Likewise, tumors show elevated extracellular potassium levels, thereby significantly attenuating TCR-driven Akt-mTOR phosphorylation and subsequent effector activity. T cell engineering aims to increase the expression of potassium channels to prepare for greater potassium efflux, thereby successfully eliminating this inhibition and enhancing T cell function in TME [127]. Studies have shown that in TME, the destruction of immunosuppressive cells is usually necessary for the high level of efficacy of CAR T cells. For the purpose of suppressing regulatory T cells (Tregs) and myeloid-derived suppressor cells (MDSCs), the combination of inhibitory antibodies and gene manipulation can improve the efficacy of T cell therapy in animal models (Figure 5). [128, 129].

On the other hand, cancer-associated fibroblasts (CAF), which include the most common types of TME cells and highly express fibroblast activation protein (FAP), play a crucial role in shaping the immunosuppressive microenvironment and releasing ECM proteins to attenuate toxicity The role of. T cell penetration. Interestingly, the application of FAP-specific CART to reduce the activity of CAF cells or to engineer new types of CAR T cells designed to secrete ECM degrading enzymes can significantly increase their potential to transport and lyse tumors [130]. Otherwise, the operation of CAR T cells to secrete the pro-inflammatory cytokine IL-12 may modify TME and ultimately enhance macrophage recruitment and function [131].

Many organizations have tried to improve CART cell activity by using ACT in combination with TME modulators. One promising treatment that shows acceptable efficacy in tumors is the use of checkpoint inhibitors, which target the PD-1/PD-L1 or CTLA-4 pathway (Figure 5) [132, 133]. In this case, by improving the preparation of tumor-specific T cells, checkpoint blockade can be improved, and it can be reasonably combined with the adoptive spread of CAR T cells, and under normal circumstances, the risk of toxicity can be increased. On the other hand, specific CART cells are engineered to release anti-PD-L1 antibodies against PD-1 and LAG3 through CRISPR [134, 135].

Although anti-CTLA-4 antibody can increase the endogenous T cell response to cancer, the relevant mechanism of its promotion of CAR T cell response is still unclear. In addition, anti-CTLA-4 antibodies can trigger an immune response in an extracellular manner after the reduction of CTLA-4+ Treg cells, which may help CAR T cells [136].

 

 


 

Future directions and conclusions

The development of CAR T cell therapy is a promising treatment option for patients with advanced malignant tumors, especially blood diseases.
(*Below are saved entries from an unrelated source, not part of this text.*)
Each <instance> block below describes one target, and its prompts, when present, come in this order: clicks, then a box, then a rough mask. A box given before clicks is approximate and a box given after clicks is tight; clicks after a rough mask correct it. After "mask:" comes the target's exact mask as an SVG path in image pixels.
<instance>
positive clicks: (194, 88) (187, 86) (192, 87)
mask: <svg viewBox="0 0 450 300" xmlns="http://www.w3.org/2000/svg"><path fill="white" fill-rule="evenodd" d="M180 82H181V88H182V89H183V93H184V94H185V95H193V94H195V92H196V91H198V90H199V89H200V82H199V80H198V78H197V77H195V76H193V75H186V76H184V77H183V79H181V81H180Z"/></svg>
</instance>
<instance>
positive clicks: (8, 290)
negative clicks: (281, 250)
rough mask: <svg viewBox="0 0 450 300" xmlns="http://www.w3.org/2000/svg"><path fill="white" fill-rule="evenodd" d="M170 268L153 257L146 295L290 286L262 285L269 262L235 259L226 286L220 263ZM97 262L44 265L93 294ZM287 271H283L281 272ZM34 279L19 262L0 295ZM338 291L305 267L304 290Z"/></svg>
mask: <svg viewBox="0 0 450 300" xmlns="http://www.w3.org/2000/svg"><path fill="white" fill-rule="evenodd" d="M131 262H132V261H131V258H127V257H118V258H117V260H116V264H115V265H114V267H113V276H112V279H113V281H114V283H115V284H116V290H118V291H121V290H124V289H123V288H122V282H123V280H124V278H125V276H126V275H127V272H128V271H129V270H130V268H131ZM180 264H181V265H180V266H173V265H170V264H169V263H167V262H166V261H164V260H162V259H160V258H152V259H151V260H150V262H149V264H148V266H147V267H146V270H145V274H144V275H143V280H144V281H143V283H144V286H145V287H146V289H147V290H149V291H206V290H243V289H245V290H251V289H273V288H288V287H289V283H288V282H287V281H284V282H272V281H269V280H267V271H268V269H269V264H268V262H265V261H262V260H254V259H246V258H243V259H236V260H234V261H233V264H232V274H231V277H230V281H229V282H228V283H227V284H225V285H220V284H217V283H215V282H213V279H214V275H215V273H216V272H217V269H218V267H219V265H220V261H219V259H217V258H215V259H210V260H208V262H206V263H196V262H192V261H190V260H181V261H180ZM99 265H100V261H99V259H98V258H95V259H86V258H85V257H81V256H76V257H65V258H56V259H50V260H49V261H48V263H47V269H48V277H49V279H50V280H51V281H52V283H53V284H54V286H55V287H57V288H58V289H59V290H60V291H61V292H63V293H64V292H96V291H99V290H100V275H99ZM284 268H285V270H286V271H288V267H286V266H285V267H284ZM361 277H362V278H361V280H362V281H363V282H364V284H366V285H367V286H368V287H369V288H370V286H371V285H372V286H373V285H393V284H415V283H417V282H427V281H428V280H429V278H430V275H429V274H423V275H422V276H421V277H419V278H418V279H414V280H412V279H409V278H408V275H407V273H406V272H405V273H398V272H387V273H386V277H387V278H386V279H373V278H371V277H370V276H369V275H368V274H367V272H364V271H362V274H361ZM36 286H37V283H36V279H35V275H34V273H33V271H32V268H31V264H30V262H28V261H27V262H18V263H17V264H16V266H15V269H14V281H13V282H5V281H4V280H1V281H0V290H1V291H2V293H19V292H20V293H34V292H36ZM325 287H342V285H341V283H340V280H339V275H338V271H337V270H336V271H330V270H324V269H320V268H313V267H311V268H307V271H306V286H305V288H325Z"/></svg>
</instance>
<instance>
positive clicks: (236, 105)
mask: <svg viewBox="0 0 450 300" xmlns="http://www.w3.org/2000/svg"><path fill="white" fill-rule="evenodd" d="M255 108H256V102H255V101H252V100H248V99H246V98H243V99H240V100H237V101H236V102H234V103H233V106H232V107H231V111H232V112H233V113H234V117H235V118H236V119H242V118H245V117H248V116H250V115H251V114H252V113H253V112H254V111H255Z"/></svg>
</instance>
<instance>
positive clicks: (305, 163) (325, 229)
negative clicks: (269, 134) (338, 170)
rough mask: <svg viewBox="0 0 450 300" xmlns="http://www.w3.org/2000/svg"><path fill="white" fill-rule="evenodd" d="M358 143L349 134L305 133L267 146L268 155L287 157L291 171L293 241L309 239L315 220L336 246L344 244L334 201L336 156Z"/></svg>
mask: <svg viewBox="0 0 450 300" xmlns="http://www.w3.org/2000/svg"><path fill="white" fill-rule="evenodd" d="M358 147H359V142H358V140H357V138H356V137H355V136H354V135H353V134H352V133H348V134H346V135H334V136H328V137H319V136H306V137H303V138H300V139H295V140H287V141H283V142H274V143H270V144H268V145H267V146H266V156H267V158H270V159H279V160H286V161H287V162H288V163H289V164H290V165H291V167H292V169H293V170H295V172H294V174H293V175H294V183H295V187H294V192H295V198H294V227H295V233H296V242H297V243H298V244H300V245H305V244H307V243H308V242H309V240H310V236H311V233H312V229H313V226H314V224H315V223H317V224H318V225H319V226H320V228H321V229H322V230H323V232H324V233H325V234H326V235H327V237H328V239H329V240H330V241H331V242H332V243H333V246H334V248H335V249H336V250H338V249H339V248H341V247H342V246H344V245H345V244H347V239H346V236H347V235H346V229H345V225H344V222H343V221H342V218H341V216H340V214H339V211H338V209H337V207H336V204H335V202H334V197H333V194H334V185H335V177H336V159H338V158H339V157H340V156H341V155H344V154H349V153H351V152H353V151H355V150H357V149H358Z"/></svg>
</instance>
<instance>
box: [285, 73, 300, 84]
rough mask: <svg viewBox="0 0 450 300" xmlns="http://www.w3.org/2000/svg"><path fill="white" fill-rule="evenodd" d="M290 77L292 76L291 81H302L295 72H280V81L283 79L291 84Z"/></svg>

The progress of CAR T cells reflects the fusion of knowledge from various scientific fields; however, so far, success has been limited to B cell abnormalities.

The progress of this treatment approach to solid tumors will require an improved plan based on the understanding of the obstacles associated with TME and tumor heterogeneity, which emerges from complex logic tools and high-importance models .

These methods will benefit from our ability to create transgenic T cells to support new desired activities, help them target solid tumor cells and persist and function in a hostile environment.